A stroke is a medical emergency that occurs when the blood supply to a part of the brain is interrupted or reduced, preventing brain tissue from getting the oxygen and nutrients it needs. Brain cells begin to die within minutes. There are two main types of strokes:

  1. Ischemic Stroke: This is the most common type, accounting for about 87% of all strokes. It occurs when a blood clot blocks or narrows an artery leading to the brain. The clot can form in the artery itself (thrombotic stroke) or travel from another part of the body (embolic stroke).

  2. Hemorrhagic Stroke: This type occurs when a blood vessel in the brain bursts, leading to bleeding (hemorrhage) in or around the brain. Hemorrhagic strokes can be caused by conditions such as high blood pressure, aneurysms, or arteriovenous malformations (AVMs).

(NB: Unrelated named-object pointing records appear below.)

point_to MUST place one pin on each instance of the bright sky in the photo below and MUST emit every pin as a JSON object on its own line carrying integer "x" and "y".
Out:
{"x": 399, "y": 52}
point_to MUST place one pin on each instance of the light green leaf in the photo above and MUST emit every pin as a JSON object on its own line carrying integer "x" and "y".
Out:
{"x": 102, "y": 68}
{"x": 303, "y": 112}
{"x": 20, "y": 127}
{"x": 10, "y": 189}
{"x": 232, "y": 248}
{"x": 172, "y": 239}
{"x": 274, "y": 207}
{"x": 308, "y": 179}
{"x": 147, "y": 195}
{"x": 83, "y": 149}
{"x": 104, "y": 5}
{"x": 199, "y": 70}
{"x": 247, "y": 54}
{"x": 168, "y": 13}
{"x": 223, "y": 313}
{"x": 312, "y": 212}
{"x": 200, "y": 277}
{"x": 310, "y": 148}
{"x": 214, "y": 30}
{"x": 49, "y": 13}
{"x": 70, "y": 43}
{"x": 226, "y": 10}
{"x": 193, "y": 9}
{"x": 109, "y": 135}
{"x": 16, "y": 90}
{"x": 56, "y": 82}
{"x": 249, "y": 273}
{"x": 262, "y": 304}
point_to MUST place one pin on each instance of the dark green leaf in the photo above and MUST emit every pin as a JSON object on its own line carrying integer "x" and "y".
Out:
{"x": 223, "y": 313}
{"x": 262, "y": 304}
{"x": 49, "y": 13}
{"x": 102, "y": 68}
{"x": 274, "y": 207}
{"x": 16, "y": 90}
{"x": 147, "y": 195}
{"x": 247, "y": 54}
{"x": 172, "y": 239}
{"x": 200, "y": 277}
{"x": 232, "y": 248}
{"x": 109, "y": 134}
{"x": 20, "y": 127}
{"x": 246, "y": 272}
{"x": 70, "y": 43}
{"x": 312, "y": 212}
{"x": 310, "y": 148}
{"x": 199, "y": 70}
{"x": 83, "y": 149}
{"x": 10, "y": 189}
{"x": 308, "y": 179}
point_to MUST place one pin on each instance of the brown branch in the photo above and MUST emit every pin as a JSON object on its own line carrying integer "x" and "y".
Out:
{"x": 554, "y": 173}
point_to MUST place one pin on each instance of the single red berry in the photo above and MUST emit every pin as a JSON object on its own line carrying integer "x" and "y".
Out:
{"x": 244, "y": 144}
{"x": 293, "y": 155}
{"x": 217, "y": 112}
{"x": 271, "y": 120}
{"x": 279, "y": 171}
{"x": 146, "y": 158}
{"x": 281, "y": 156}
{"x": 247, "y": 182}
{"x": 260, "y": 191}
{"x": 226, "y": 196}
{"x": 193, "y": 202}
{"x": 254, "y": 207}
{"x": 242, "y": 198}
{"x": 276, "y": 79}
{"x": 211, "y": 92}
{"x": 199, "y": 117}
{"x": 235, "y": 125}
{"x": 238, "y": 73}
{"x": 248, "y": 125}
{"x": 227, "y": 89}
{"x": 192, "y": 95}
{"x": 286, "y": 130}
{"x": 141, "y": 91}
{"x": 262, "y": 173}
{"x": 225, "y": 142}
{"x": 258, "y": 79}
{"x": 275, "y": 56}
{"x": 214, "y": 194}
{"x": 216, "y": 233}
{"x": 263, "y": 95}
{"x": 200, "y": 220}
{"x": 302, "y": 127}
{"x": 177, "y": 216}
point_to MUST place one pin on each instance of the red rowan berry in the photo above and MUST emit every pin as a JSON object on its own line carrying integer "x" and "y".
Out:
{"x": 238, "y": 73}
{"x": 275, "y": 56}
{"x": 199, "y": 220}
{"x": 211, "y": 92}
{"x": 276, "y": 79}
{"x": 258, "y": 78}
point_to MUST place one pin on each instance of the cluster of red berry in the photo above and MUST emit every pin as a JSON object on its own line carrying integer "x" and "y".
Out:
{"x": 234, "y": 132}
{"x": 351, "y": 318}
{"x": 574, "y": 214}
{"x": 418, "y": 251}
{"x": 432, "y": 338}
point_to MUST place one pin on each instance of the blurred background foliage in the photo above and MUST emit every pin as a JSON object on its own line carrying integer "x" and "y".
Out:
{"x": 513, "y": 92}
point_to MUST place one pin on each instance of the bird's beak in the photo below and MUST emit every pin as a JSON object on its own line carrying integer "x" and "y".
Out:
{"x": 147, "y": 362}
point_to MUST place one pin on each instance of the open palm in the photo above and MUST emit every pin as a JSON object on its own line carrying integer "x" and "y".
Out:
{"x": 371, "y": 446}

There is also a related condition known as a Transient Ischemic Attack (TIA), often called a mini-stroke. TIAs occur when the blood supply to the brain is temporarily interrupted. While TIAs do not cause permanent damage, they are serious warning signs of a potential future stroke.

Symptoms of a Stroke:

  • Sudden numbness or weakness in the face, arm, or leg, especially on one side of the body.
  • Sudden confusion, trouble speaking, or understanding speech.
  • Sudden trouble seeing in one or both eyes.
  • Sudden trouble walking, dizziness, loss of balance, or coordination.
  • Sudden severe headache with no known cause.

Risk Factors:

  • High blood pressure
  • Smoking
  • Diabetes
  • High cholesterol
  • Obesity
  • Physical inactivity
  • Heart disease
  • Family history of stroke
  • Age (risk increases with age)
  • Gender (women have a higher risk of stroke than men)
  • Race (African Americans have a higher risk of stroke than other races)


  • Ischemic Stroke: Treatment focuses on restoring blood flow to the brain. This can involve medications such as tissue plasminogen activator (tPA) to dissolve clots, or procedures like mechanical thrombectomy to remove the clot.
  • Hemorrhagic Stroke: Treatment aims to control bleeding and reduce pressure in the brain. This can involve medications, surgical interventions, and other supportive measures.


  • Controlling high blood pressure
  • Quitting smoking
  • Managing diabetes
  • Maintaining a healthy weight
  • Eating a balanced diet
  • Exercising regularly
  • Reducing cholesterol levels
  • Limiting alcohol consumption

Early recognition and treatment are crucial in minimizing the damage caused by a stroke and improving outcomes for recovery. The acronym FAST (Face drooping, Arm weakness, Speech difficulty, Time to call emergency services) is often used to help people remember the warning signs and take quick action.